Selama kepintaran, keterdidikan, kesuksesan, kekayaan, dan semua kelebihan yang dimiliki hanya untuk kepentingan dan kepuasan diri sendiri ataupun golongan, berarti belum menjadi manusia utuh sebagaimana seharusnya.
Pendidikan adalah proses pendewasaan agar seseorang mampu menjalani kehidupan pada zamannya. Dunia pendidikan harus melahirkan sikap cendekia dan semangat intelektualitas. Tanpa kedua hal itu, maka pendidikan hanya akan menghasilkan orang-orang cacat moral. Filosofi dan semangat pendidikan adalah memanusiakan manusia, bukan memintarkan manusia. Jadi jika suatu bangsa mengalami kebobrokan, berarti ada yang tidak beres dalam proses pendidikannya.
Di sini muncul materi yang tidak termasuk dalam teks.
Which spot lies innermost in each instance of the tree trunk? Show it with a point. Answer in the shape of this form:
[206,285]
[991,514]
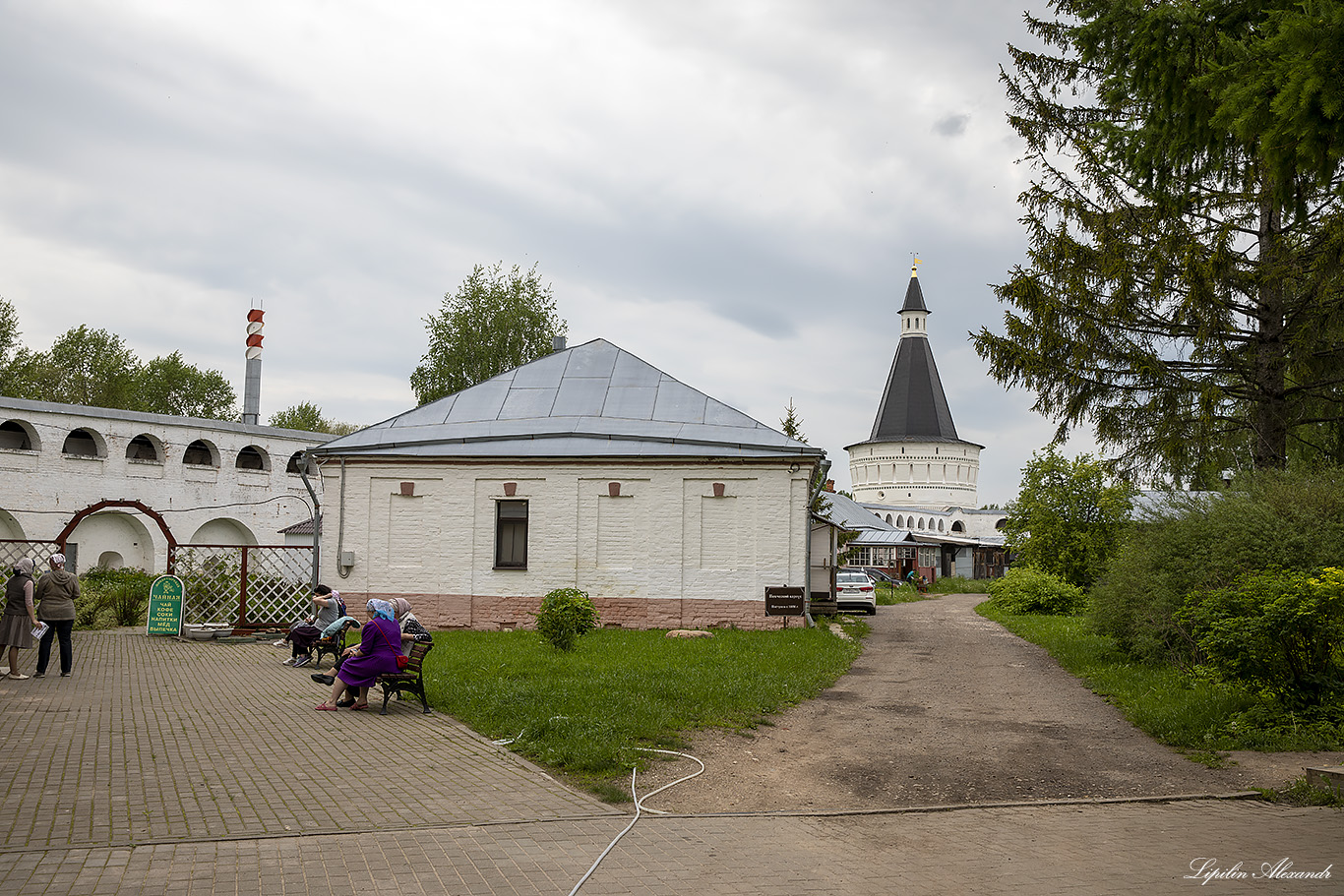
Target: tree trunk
[1269,412]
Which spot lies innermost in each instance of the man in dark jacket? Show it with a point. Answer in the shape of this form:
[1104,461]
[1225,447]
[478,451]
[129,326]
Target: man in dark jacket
[55,598]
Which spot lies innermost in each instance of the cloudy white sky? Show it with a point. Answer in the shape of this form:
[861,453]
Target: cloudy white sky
[730,190]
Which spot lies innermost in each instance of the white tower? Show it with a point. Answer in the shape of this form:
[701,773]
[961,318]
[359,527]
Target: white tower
[914,457]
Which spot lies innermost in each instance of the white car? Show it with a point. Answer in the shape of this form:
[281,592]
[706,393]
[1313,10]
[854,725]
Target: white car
[855,591]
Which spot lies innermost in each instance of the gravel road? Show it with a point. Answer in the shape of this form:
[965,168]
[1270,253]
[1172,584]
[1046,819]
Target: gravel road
[945,708]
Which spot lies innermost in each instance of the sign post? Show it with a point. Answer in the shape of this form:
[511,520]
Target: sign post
[167,597]
[784,602]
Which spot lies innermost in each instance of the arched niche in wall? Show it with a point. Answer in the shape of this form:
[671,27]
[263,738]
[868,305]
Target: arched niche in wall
[296,459]
[146,448]
[201,452]
[85,443]
[114,532]
[18,436]
[253,458]
[223,531]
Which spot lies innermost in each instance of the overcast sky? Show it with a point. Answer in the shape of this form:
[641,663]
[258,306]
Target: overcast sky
[730,190]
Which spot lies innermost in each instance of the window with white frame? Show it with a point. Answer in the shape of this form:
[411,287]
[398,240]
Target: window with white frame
[511,535]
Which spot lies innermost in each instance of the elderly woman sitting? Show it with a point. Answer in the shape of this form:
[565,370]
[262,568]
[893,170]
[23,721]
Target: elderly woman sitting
[375,656]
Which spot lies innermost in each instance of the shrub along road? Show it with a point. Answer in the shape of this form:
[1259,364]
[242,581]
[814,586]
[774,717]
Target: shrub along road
[945,708]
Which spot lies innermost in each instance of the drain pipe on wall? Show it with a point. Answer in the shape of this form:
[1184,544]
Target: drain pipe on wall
[318,518]
[825,466]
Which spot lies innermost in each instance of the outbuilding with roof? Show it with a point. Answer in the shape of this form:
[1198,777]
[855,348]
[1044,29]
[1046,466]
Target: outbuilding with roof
[587,467]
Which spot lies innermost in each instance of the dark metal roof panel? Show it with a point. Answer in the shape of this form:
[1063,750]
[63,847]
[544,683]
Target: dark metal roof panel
[579,397]
[914,404]
[914,297]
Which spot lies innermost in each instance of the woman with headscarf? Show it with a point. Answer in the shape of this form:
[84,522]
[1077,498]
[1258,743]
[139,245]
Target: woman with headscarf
[375,654]
[21,616]
[411,627]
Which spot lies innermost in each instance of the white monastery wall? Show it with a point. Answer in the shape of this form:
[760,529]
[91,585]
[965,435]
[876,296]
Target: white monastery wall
[47,477]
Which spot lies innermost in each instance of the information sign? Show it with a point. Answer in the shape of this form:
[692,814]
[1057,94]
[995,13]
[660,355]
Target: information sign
[784,602]
[165,606]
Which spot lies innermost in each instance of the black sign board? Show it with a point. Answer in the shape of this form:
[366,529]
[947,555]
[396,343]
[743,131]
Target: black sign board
[784,602]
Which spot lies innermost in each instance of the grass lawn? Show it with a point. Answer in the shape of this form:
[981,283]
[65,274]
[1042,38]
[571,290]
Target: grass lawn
[1172,705]
[582,713]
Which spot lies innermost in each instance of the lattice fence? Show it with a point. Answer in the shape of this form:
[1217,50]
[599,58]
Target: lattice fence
[246,586]
[12,551]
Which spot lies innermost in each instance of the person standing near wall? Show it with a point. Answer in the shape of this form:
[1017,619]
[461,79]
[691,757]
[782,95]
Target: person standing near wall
[21,617]
[55,595]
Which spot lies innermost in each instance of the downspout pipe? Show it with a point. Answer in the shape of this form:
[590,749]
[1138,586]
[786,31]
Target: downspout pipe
[318,517]
[819,473]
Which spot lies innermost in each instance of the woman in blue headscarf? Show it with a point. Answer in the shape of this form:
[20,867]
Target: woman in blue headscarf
[374,656]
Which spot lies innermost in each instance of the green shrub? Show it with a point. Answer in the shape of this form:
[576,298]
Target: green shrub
[1030,590]
[1199,543]
[566,616]
[113,597]
[1277,631]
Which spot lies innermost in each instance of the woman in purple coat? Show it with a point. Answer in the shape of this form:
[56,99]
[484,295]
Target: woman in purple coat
[374,656]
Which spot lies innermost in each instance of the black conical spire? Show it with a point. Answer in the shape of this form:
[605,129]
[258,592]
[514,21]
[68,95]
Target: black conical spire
[913,406]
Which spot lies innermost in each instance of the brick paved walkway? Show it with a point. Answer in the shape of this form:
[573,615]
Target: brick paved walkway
[176,767]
Konteks “memanusiakan manusia” berpegang pada nilai keadilan, kesetaraan, serta nilai persaudaraan. Hak atas pelayanan, kesejahteraan, berpendapat, dan beraktivitas menjadi salah satu cara memanusiakan manusia tersebut. Bahkan seorang yang gila sekalipun tidak hilang haknya sebagai manusia.Pentingnya pondasi pendidikan untuk para kaula muda agar dapat bersikap bijak dan tepat sasaran. Terutama pondasi keagaman, karena dengan ke agamaan semua manusia dapat membedakan antara yang baik dan yang buruk. Jika ilmu agama sudah di tanamkan dan di bentuk sejak dini, pasti manusia tidak akan lupa caranya memanusiakan manusia. Diambil dari prinsip muslim, yang merupakan sebuah prinsip keharmonisan yang selalu dijaga dan dijunjung tinggi seperti: Habluminallah dan Habluminannas, dimana makna dari Habluminallah adalah hubungan umat dengan Tuhan Yang Maha Esa, sedangkan Habluminannas adalah hubungan antar umat, atau hubungan sesama manusia, itu semua bersumber.
Pesan tersirat untuk kita semua. Mari kita rubah dunia dengan cara kita, bersama sama kita delete kesenjangan dari muka bumi. Dan buang rasa egois serta kesombongan dalam hati. Mari lebih peka terhadap lingkungan sekitar, jika lebih kita memberi. Jika kurang kita beri.